During an October 2010 visit, Moellering and another investigator said they saw groups come into the pharmacy with prescriptions. At the time, Gulf Coast’s owner was seeking to increase orders from Cardinal after dispensing about 463,000 oxycodone pills in two months. Moellering concluded the pharmacy presented a high risk of diversion, according to his internal report.
“I have requested permission to contact DEA,” he wrote.
Cardinal never contacted the DEA about Gulf Coast, according to Carter’s declaration. Instead, the company “substantially increased” monthly shipments of oxycodone to 207,200 pills from 141,000, Carter said.

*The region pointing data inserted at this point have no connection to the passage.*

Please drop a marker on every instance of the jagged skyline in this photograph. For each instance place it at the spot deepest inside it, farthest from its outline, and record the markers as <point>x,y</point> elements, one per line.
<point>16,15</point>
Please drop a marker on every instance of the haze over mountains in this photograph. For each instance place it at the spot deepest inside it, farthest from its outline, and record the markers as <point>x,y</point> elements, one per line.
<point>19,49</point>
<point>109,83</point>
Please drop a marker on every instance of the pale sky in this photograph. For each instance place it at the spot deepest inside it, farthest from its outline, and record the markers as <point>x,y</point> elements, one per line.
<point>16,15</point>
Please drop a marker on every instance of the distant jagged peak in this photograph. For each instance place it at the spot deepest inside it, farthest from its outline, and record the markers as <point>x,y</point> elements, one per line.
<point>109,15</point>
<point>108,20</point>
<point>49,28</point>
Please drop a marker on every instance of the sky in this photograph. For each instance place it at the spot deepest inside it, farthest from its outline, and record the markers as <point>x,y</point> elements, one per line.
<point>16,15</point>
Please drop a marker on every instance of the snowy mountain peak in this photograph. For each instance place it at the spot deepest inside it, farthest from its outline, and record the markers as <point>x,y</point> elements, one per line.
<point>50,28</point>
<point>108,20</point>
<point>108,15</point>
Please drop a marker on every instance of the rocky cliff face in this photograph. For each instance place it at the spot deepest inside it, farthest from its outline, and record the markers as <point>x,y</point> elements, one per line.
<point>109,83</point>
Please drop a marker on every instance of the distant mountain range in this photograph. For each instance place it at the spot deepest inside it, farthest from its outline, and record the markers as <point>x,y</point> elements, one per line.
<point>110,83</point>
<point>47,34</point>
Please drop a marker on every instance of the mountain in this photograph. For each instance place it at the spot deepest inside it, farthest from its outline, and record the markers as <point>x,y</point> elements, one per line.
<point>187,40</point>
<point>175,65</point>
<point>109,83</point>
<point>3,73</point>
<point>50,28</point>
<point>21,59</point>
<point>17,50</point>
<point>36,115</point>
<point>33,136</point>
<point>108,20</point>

Cardinal told the appeals court in a May 2 filing that it stopped shipping oxycodone to the two independent pharmacies before the DEA moved against them. Both pharmacies later forfeited their DEA licenses to handle the drugs.
Cardinal says Leonhart’s suspension order doesn’t claim that the company “knew its customers allegedly were engaged in diversion or that Cardinal Health acted with indifference to the risk of diversion” or that any of Cardinal’s employees were involved in diversion.
“To justify immediate suspension, DEA must do more than assert that there is some unspecified flaw in Cardinal Health’s ability to police diversion by the DEA-registered pharmacies to which it sells controlled substances,” Randolph Moss, a lawyer for Cardinal, said in a court filing.
The cases are Cardinal Health v. U.S. Department of Justice, 12-05061, and Holiday CVS LLC v. Holder, 12-05072, U.S. Court of Appeals, District of Columbia Circuit (Washington).